The Singapore Coffee Festival 2017 kicks off today at the Marina Bay Cruise Centre exclusively for trade members and the media.

Industry insiders have been lined up to share their knowledge in the morning, while sustainability will be the focus of talks in the afternoon.

The Singapore Coffee Festival is now into its second year, and is organised by The Straits Times and presented by DBS Bank. It will feature about 90 exhibitors, including coffee purveyors, equipment distributors and cafes, as well as workshops and live entertainment.

Each day has been divided into two sessions: Brunch from 10am to 3.30pm, and sundown from 4.30pm to 10pm.
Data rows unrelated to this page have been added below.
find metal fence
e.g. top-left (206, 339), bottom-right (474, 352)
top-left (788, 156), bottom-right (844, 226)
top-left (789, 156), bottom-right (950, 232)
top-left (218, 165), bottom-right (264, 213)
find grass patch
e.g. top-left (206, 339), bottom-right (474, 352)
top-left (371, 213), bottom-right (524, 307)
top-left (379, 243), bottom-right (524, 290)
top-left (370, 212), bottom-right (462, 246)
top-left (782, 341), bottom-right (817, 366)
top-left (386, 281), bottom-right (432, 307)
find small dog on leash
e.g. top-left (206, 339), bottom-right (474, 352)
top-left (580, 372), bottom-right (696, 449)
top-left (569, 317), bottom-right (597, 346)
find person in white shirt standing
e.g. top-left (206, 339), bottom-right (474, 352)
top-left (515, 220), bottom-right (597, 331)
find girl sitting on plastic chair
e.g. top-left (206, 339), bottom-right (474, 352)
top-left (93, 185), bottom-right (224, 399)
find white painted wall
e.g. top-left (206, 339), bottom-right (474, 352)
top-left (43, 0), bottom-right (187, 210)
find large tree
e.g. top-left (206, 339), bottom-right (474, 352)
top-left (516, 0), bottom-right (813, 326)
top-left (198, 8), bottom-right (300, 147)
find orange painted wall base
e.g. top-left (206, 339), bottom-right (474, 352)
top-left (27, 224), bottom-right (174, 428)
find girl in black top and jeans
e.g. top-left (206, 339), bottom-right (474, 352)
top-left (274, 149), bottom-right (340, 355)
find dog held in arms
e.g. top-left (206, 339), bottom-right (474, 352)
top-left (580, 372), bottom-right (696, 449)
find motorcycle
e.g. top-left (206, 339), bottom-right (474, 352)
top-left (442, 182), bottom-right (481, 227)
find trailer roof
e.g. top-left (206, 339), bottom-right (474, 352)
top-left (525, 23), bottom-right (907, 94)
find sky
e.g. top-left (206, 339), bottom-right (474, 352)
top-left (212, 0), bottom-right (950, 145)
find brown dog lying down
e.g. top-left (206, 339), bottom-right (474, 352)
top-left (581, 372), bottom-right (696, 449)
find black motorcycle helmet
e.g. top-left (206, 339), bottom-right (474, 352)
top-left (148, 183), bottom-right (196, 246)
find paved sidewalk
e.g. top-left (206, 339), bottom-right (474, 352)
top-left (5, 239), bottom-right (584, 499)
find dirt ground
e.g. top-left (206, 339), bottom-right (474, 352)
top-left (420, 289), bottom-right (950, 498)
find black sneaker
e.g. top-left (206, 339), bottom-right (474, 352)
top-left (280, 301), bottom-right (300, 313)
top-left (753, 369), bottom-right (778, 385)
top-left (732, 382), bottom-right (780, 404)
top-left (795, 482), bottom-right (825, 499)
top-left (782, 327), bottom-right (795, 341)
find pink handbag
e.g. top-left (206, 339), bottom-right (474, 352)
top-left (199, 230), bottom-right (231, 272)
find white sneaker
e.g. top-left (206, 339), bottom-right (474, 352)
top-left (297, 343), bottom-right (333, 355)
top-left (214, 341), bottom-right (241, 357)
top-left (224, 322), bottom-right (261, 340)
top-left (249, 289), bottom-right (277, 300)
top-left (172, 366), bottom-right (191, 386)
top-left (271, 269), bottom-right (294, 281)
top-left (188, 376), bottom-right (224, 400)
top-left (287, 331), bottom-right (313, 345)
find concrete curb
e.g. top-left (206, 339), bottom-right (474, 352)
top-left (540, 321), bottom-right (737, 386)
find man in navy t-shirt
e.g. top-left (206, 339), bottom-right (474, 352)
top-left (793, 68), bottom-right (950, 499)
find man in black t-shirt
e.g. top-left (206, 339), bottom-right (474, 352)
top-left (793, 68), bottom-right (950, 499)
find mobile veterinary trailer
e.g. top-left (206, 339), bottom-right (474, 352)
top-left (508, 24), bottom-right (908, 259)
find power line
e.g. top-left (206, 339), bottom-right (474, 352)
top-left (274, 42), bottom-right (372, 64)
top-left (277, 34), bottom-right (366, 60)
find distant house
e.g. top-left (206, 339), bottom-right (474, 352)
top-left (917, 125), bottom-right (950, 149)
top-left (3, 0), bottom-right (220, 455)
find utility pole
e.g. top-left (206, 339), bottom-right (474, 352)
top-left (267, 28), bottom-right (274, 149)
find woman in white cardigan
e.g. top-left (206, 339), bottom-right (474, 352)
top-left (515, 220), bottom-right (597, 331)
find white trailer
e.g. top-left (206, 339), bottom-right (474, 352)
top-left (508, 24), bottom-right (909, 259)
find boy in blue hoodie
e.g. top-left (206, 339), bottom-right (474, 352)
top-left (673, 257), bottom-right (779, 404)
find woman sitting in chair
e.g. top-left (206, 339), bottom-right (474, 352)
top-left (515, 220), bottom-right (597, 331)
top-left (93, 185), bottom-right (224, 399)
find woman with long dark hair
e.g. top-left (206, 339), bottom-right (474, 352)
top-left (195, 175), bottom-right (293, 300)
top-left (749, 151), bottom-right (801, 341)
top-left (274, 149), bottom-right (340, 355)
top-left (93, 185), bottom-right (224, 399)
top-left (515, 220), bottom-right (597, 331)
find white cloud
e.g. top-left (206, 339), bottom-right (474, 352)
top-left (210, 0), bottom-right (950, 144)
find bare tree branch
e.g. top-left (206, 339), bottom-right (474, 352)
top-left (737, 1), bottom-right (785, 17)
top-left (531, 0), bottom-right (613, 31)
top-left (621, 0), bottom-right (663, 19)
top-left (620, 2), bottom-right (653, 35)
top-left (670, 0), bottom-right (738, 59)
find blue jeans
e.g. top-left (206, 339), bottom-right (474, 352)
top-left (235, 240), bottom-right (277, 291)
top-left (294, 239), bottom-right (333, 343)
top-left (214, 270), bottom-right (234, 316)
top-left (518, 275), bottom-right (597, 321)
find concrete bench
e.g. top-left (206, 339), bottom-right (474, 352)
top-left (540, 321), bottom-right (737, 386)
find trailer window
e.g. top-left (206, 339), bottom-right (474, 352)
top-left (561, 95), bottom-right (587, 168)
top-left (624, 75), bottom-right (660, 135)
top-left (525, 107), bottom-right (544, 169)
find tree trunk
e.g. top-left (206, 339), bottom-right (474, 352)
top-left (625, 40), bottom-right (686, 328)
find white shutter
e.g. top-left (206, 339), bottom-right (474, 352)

Each session costs $22, or $18 for DBS and POSB cardholders and ST subscribers.

Today's line-up for trade visitors kicks off at 11am with a talk titled What's Behind A Great Coffee by Mr Matthew McLauchlan, general manager of Common Man Coffee Roasters. He will explore some of the latest equipment on the market, how it adds efficiency and cost-effectiveness to an operation, and how it improves the overall quality of a coffee offering.

Mr Adrian Khong, founder of Jewel Coffee, will share his expertise on how to grow a coffee chain, while Mr Leon Foo, managing director of Papa Palheta, will give tips on how to take one's cafe to the next level.
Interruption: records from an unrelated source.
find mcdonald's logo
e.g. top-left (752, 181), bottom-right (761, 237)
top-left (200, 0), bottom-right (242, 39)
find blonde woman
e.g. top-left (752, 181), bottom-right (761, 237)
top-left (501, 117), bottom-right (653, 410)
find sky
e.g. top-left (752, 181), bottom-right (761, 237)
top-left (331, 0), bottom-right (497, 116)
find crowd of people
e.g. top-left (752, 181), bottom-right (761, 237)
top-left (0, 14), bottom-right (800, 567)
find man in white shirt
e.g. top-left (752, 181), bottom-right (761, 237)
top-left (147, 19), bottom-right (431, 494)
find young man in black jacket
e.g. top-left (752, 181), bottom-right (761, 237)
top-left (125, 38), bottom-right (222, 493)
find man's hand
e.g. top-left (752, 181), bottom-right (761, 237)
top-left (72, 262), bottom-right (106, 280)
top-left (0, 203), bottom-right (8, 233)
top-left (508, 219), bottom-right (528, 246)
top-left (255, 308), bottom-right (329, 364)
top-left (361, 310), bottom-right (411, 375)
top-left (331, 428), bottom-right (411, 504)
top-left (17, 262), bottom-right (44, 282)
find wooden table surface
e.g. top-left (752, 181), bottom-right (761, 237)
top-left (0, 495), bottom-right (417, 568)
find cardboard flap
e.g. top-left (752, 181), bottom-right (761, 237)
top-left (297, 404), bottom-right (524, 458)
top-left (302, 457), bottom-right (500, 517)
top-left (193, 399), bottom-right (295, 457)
Later in the day, panellists will discuss how coffee could become the world's first sustainable agricultural product, as well as how to implement sustainable practices in cafes to encourage eco-friendliness and cost savings.

This will be the second time that Common Man Coffee Roasters is taking part in the Singapore Coffee Festival. It will have a booth as well as host a series of workshops, including one titled How To Make The Perfect Flat White. All its workshops have already been taken up.
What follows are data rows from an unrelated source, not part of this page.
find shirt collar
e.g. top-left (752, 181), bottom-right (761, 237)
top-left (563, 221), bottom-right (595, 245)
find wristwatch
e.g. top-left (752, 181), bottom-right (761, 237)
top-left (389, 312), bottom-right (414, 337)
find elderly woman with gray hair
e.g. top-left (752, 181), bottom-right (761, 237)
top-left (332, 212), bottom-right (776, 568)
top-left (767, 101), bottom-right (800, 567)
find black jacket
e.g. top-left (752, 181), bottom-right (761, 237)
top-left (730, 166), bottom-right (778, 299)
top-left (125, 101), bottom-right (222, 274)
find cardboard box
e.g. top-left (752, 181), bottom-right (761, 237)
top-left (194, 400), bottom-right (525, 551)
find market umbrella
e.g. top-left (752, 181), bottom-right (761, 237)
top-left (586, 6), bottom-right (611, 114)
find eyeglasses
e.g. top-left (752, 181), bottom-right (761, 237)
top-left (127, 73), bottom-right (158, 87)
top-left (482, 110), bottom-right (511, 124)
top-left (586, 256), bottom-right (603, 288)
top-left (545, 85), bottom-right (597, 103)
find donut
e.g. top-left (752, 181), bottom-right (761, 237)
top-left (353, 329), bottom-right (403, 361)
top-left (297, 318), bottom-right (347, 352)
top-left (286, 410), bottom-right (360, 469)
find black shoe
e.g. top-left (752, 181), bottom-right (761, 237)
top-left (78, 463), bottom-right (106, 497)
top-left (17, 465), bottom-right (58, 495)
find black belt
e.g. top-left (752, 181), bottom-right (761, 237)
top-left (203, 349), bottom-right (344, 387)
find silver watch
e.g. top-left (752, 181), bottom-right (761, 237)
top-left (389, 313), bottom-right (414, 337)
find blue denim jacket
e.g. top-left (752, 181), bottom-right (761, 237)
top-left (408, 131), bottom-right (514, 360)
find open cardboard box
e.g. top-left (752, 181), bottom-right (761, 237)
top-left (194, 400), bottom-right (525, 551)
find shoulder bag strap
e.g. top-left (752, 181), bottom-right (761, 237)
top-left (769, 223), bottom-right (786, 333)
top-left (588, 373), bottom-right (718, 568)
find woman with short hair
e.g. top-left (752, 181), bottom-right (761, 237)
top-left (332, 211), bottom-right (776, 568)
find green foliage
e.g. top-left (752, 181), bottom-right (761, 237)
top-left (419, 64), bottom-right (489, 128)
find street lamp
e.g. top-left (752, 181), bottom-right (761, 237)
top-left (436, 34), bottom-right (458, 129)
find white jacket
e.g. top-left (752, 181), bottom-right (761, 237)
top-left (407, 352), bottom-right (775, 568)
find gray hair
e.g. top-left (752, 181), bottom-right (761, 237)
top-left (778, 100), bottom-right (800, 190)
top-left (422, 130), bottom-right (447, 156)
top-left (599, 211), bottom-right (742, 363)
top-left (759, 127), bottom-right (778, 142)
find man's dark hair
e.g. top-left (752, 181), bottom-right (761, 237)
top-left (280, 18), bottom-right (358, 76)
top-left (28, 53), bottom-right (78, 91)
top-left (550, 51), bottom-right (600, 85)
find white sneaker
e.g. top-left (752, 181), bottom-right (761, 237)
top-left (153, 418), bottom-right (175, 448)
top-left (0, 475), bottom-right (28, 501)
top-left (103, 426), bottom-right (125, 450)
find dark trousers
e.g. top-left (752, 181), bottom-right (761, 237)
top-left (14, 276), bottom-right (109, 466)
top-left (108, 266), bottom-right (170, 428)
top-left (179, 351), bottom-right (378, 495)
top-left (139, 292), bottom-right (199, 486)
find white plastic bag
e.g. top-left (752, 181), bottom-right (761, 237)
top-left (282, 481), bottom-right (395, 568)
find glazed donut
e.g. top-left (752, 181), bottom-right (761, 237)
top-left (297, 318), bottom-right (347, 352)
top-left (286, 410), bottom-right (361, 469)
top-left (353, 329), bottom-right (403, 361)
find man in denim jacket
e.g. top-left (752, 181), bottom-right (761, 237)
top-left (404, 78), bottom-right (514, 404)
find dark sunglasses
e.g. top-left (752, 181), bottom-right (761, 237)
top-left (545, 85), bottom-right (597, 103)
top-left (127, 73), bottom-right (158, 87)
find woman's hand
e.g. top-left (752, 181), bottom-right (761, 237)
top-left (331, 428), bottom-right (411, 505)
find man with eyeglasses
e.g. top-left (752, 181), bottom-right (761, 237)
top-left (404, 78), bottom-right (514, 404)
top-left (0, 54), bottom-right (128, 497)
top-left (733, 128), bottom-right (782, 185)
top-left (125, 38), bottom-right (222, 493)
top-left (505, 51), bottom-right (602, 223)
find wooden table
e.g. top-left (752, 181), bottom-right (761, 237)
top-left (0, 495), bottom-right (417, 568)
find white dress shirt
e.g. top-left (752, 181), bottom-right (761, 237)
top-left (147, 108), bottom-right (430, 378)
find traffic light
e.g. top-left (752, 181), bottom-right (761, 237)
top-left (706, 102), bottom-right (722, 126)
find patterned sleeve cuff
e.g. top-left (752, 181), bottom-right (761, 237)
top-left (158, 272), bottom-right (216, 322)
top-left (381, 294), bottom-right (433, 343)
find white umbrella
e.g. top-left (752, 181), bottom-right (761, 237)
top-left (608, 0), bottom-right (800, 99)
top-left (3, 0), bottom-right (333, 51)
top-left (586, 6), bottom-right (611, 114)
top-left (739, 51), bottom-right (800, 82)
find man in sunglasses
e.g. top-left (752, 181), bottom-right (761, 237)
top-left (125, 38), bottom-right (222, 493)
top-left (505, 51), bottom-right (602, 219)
Mr McLauchlan said: "I hope that there is a higher concentration of trade visitors to this year's event. I know it has been tough times recently, for the retail industry in general, but I am looking to the positives and seeing an upturn in the near future. My hope is that seeing a larger trade turnout will confirm this."

On the remaining days of the festival, aside from having lots to drink and eat, the public can look forward to more than 15 workshops on topics such as brewing and coffee appreciation; non-coffee-related workshops on leather crafting, for instance; talks with entrepreneurs and social enterprise founders as well as ST editors and correspondents; fireworks, live music performances, yoga sessions and more.

STAYING POSITIVE

I know it has been tough times recently, for the retail industry in general, but I am looking to the positives and seeing an upturn in the near future. My hope is that seeing a larger trade turnout will confirm this.

MR MATTHEW MCLAUCHLAN of Common Man Coffee Roasters, which has joined the festival for the second time.

Mr McLauchlan said: "There is plenty to taste, smell, play with and, most importantly, learn at this year's Coffee Festival, and I am confident that many a mind will be blown."